With one tragedy on top of another – a daughter died recently – Sheiner’s faith was sorely tested.

“I had to constantly be in a state of emunah,” she says, referring to the belief in a brighter tomorrow that has kept her strong, kept her going, and enabled her at age 69 to begin a new life. Unlike many of her generation, she did not have the luxury of retirement.

WHILE THE government subsidized the monthly rental fee on her temporary apartment in Hashmonaim, where she and her present husband reside, this aid package will cease in February 2022, and Sheiner will have to become totally self-reliant.

In Hashmonaim, she reopened her Luciano restaurant and is delighted to also have the company of her cat Sir Lancelot, who somehow escaped the fire.

In the beginning, Hashmonaim was new and exciting. Its resident population was friendly and welcoming, and Sheiner breathed a sigh of relief that she had been able to save the tables of her former restaurant and bring them with her, thereby saving on the expenditure of having to buy new ones.
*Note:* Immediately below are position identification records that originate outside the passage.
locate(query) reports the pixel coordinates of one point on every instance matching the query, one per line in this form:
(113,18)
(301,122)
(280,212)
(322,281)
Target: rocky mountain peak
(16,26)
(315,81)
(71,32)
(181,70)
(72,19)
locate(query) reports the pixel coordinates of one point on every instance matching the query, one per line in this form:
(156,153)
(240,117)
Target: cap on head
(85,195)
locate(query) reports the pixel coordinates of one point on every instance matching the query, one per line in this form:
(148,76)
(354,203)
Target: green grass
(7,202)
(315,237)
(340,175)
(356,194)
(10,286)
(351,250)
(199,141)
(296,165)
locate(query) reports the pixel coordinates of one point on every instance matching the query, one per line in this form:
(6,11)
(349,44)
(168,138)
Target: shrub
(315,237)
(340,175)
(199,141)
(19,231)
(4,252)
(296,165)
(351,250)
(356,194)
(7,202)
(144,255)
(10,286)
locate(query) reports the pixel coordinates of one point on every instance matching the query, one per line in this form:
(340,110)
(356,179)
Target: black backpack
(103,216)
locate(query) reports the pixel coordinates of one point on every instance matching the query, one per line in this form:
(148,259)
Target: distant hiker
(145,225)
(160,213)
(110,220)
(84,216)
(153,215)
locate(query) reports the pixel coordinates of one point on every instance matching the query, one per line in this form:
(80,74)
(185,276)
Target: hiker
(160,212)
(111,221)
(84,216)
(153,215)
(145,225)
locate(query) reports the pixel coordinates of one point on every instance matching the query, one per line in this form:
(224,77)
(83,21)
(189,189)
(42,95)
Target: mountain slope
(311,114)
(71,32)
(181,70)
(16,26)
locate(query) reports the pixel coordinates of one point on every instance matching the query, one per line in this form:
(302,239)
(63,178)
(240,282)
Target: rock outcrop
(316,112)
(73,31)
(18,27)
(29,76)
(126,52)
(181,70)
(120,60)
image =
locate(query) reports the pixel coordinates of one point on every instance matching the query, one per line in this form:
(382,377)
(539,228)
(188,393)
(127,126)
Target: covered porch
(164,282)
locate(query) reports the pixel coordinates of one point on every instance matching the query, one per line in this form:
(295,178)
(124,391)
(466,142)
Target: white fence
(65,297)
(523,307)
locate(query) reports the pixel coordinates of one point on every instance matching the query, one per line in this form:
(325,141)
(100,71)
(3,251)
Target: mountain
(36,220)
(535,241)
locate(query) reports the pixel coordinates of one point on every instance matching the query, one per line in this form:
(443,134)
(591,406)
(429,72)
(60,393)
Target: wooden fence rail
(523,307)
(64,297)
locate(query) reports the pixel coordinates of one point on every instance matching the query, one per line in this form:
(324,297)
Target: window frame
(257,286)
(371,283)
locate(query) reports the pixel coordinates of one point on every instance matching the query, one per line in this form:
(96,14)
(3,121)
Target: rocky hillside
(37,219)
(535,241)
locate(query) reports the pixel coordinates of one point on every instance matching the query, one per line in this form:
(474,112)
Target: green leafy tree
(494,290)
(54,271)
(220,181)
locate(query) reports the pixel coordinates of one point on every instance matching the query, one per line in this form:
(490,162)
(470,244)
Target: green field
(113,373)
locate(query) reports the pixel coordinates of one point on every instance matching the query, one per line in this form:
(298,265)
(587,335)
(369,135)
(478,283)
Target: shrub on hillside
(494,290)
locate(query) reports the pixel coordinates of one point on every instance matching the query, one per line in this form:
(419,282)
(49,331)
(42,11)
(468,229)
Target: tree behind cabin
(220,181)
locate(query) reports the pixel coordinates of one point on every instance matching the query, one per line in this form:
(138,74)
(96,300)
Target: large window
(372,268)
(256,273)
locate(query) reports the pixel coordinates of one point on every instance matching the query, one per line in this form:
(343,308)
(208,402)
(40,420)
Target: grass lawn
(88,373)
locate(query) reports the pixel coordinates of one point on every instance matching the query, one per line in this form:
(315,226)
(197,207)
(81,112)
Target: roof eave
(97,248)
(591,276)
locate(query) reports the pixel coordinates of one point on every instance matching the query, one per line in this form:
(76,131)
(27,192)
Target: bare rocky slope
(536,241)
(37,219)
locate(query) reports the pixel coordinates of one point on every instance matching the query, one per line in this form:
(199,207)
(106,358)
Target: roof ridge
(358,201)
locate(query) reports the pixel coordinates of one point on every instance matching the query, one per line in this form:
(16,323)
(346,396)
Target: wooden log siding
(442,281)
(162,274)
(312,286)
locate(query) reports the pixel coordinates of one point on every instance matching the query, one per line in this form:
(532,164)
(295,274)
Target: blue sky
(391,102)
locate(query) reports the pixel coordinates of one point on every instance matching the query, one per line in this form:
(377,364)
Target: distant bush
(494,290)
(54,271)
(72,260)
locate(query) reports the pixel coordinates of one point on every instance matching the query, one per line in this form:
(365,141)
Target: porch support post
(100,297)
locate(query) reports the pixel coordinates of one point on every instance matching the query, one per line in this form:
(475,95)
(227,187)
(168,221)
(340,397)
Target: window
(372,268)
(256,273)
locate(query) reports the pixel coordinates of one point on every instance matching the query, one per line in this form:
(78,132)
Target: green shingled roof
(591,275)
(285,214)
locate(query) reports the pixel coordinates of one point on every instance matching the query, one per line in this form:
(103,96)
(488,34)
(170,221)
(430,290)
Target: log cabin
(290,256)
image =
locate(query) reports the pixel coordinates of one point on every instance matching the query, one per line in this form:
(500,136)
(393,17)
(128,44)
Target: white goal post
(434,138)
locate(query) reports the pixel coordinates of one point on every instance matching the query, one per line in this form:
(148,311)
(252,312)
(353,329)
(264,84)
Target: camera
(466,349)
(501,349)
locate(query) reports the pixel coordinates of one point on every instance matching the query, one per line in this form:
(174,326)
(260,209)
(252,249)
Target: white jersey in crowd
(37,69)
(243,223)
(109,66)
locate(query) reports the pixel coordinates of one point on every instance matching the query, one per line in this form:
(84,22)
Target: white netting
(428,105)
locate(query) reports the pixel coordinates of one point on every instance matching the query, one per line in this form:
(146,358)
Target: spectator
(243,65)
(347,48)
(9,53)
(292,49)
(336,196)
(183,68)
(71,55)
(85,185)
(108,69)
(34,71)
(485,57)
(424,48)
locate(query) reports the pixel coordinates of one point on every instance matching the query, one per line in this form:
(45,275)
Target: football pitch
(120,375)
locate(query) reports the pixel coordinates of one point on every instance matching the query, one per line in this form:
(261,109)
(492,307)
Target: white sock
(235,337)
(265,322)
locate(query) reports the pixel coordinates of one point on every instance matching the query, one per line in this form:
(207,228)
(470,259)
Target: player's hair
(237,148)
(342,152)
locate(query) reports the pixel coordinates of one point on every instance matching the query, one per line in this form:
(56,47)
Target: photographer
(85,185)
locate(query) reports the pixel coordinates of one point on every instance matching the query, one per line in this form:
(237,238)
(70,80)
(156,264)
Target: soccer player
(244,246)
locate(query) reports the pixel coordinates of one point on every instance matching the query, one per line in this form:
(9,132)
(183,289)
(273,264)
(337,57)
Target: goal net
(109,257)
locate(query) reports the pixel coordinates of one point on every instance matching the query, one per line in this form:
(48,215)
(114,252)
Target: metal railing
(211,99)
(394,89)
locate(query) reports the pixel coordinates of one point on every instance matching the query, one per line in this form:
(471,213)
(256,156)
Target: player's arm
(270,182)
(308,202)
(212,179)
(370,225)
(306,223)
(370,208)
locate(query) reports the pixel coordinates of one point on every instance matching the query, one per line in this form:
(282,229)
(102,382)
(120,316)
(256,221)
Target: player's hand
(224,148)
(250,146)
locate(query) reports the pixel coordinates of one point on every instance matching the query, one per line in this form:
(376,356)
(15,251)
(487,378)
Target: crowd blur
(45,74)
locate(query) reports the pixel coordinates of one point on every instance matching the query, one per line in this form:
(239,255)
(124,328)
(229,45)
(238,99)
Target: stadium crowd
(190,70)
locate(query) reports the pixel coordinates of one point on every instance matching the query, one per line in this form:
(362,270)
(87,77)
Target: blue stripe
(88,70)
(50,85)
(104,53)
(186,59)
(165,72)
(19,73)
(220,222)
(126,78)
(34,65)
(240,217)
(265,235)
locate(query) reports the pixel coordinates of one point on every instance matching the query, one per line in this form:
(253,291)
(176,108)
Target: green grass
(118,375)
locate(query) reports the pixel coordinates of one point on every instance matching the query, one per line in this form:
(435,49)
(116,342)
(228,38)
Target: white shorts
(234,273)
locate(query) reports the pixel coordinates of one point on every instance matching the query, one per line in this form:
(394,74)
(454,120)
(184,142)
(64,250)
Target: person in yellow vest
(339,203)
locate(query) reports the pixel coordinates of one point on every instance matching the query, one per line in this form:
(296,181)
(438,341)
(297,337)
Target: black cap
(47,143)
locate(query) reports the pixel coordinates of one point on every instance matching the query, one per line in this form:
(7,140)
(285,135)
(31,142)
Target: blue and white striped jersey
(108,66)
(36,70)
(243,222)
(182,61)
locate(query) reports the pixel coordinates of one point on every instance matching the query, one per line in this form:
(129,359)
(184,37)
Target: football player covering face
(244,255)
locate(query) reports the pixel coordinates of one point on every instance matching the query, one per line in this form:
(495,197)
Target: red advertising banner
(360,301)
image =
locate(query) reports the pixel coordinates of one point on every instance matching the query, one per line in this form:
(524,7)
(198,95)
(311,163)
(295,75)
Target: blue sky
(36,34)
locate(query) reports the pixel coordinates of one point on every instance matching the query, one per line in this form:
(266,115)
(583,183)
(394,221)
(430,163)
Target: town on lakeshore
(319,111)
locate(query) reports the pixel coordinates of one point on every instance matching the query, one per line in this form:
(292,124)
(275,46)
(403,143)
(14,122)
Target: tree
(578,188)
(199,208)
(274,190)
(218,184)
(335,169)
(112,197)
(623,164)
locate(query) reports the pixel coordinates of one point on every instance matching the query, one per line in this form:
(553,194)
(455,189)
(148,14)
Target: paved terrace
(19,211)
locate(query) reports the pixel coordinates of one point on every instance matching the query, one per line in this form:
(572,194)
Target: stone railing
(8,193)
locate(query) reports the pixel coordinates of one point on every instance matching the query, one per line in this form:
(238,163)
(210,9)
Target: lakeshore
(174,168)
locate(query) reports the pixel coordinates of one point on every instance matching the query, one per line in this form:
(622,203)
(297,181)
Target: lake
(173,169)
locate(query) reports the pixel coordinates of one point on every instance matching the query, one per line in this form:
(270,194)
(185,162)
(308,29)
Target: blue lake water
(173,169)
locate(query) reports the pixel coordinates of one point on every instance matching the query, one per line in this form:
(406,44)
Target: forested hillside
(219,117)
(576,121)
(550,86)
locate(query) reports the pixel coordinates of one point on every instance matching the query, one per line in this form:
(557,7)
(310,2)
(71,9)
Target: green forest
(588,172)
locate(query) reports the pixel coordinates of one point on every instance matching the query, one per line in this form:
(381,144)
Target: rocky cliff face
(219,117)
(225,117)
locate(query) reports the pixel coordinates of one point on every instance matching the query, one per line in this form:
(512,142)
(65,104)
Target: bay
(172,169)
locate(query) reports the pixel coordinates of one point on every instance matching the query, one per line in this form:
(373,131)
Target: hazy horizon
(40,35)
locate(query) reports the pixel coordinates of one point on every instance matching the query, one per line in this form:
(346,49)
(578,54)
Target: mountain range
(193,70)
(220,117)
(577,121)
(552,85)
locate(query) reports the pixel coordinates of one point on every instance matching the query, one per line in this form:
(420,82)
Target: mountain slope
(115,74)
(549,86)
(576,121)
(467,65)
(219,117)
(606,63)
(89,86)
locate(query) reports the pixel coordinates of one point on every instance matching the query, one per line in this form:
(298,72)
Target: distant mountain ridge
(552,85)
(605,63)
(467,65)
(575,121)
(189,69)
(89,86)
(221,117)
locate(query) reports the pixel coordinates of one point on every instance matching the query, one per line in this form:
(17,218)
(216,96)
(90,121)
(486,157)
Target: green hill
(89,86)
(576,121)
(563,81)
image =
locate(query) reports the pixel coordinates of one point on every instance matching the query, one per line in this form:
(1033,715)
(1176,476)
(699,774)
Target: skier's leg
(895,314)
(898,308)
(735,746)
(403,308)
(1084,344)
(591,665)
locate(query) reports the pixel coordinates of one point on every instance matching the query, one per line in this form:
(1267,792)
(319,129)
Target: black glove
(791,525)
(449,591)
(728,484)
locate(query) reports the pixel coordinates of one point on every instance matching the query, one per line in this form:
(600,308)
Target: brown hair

The pizza parlor that she opened there is doing reasonably well considering the circumstances, and the hesitation of some people to eat in restaurants. But young courting couples looking for a place to meet that is simultaneously open, yet private and inexpensive, do tend to come and spend time there.

Sheiner has hired a contractor to start working on her house in Mevo Modi’im, but does not yet have the financial means that will enable him to complete the job. She was able to get started because she had been left something in the will of a deceased relative, but she’s not making enough money out of her restaurant – which serves not only pizza but other Italian favorites – to give him a sufficient lump sum at this stage. So she will be staying in Hashmonaim longer than she intended.

Although she likes Hashmonaim and has made many friends there, it’s not home, and she’s yearning to go back to her own house.

When that eventually happens, the moshav will not be as it was. The founding residents and the first-generation born on the moshav may be the same, and still very much part of an extended family even though they have not been living together for the past two-and-a-half years. But the burned-out surroundings will be different despite nature being relatively swift in recovering from traumatic events.

The future will also be different. An issue that the moshav residents had with the Israel Lands Authority over land rights has been settled by compromise. The moshav is to be enlarged and will accommodate an additional 120-150 families. Construction will take at least four years, and visitors will find a somewhat different atmosphere from what prevailed before the fire. Future plans include the development of a 100-room hotel, which will provide members with a steady income; and a Shlomo Carlebach Health and Education Center, where Carlebach’s legacy as a teacher and singer will be preserved.

But institutionalized Carlebach will not be quite the same as spontaneous Carlebach. Regular in-person events such as the monthly Rosh Hodesh gatherings for women, and the Moshav Country Fair on Passover that used to bring large numbers of individuals and families to the moshav are now held on social media platforms. Although the entertainment is by familiar figures such as Benzion Solomon, Yehuda Katz, The Moshav Band, the Solomon Brothers, Aharon Razel, Chaim Dovid Saracik and others whose repertoires are filled with Carlebach melodies, watching them on screen is not the same as joining with them when they sing on stage.

For all that, Sheiner’s homecoming, when it happens, won’t be an entirely transformed place. Several families whose houses were not destroyed, or only slightly damaged, have already returned, so there will be some familiar faces. The slogan for those who were evacuated is “‘Return, Rebuild, Restore,” and most, like Sheiner, intend to live up to that.